A Moment On 4060 Exams

And we’re back, dear readers.  Another Wednesday has dawned, and here I am wondering just how broken-hearted the rest of the Addams Family was that they didn’t get a day of the week named after them.  How much more bearable would Mondays be if they were called Morticia instead?  Wouldn’t Thursdays be more appealing as Fester?  Yeah, probably not.  Back to the drawing board for revolutionary ideas…

Anyway, your humble blogger is guessing that your in-box is pretty saturated with Corona Virus posts, articles, webinars, etc.  Since California is looking at an exposure rate of 90,000 cases as of May 23, 2020, for a population of around 40 million, the odds of exposure at the moment are relatively low .225%.  Maybe it’s ok to do a blog post or two about something other than Covid19?

Assuming that it is, let’s talk about everyone’s favorite Workers’ Compensation subject… Panels!!!

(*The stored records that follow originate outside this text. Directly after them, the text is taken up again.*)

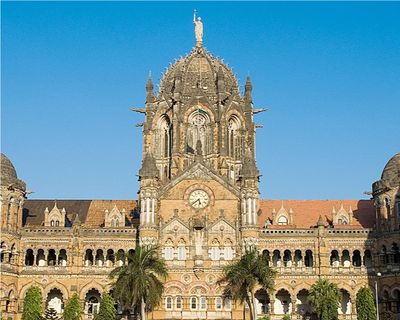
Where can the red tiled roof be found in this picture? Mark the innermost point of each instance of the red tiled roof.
(91, 212)
(306, 213)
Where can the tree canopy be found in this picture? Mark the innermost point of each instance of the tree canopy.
(324, 297)
(107, 309)
(244, 276)
(33, 304)
(73, 309)
(365, 304)
(139, 281)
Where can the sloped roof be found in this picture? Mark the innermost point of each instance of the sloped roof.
(91, 212)
(306, 212)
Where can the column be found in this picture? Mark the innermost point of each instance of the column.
(254, 212)
(153, 210)
(142, 212)
(249, 210)
(244, 211)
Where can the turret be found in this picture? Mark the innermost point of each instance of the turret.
(248, 88)
(149, 90)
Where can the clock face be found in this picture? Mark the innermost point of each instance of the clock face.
(199, 199)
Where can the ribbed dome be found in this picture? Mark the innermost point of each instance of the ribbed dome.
(391, 172)
(9, 174)
(198, 70)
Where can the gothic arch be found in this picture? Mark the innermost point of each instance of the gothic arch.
(91, 285)
(25, 288)
(56, 285)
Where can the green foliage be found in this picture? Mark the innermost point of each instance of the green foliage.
(107, 310)
(73, 308)
(32, 309)
(50, 314)
(242, 277)
(139, 281)
(365, 304)
(324, 297)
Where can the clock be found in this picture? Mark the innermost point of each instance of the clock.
(199, 199)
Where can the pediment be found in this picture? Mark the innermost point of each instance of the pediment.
(198, 171)
(222, 226)
(176, 226)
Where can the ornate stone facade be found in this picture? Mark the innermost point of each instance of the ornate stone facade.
(199, 201)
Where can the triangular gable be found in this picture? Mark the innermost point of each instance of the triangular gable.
(198, 171)
(221, 225)
(176, 226)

So a big chunk of litigation and the Expedited Hearing calendar at the WCAB is panel disputes.  Well, when a claims handler issues a delay notice, the Labor Code (4060) allows the parties to request a panel of QMEs to determine the various issues in play, such as AOE/COE.

However, the road to the panel through 4060 is relatively narrow: it applies only after the claim form is filed and only if a medical-legal evaluation is required to determine compensability.

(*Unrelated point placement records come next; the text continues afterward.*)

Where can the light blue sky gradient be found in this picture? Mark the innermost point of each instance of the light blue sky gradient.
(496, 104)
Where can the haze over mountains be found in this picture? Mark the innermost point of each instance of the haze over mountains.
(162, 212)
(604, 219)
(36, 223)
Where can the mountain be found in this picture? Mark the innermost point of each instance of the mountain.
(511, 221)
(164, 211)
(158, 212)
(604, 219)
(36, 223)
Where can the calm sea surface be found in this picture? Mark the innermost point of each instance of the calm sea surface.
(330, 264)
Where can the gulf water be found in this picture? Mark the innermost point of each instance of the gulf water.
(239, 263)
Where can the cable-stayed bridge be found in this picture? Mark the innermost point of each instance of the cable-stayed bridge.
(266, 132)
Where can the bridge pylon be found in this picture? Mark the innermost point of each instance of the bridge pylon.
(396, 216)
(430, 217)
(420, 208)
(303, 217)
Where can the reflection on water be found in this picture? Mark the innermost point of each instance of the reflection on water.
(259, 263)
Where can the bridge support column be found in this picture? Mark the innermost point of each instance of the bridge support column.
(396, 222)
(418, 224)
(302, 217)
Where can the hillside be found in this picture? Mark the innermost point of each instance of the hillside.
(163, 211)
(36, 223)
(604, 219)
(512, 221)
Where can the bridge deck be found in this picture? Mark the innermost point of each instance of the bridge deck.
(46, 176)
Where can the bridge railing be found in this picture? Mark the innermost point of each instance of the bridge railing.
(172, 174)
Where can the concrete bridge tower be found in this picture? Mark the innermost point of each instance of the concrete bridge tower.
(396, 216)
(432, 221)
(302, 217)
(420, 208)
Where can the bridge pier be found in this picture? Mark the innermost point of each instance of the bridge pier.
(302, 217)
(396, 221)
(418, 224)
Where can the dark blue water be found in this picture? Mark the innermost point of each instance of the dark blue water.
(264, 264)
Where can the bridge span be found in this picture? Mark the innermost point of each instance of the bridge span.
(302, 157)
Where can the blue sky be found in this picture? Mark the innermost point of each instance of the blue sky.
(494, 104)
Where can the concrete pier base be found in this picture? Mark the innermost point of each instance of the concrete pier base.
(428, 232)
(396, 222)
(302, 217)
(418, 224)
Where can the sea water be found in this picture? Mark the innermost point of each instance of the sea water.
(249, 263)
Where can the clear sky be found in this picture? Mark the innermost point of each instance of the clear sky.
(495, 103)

California Code of Regulations section 30 fleshes this requirement out further: a request for a panel under LC 4060 must include a claims administrator’s notice that the claim was denied or a request for an examination to determine compensability.

Well, what happens when a claims administrator delays the claim… but doesn’t request a QME examination?  This isn’t by any stretch of the imagination an unlikely scenario as there are lots of reasons to deny a claim that have nothing to do with anything that a doctor might comment on.  For example, no amount of medical professionals is going to dissuade me that the bow tie is superior to the regular necktie.

So what happens when the employer tells the claims handler that the claimant absolutely got injured but wasn’t working on the day claimed?  The applicant stopped by work on his day off to pick up a co-worker to go out and was standing in front of the shop when he got hit by a distracted driver.

Well, upon getting such a report from the employer, the adjuster might delay the claim but not want to trigger the panel process – why incur the costs and delays of a QME when AOE/COE is going to turn on a purely factual investigation?

Well, in Plascencia v. Adecco USA, Inc., a recent panel decision, a similar situation arose.  Defendant sent out a delay letter but did NOT request a QME examination as part of the delay notice.  Defendant then denied the claim. 

Applicant obtained a panel in chiropractic medicine using the delay notice.  When the defendant tried to get a panel in orthopedic medicine panel the Medical Unit rejected the request as a panel had already been issued.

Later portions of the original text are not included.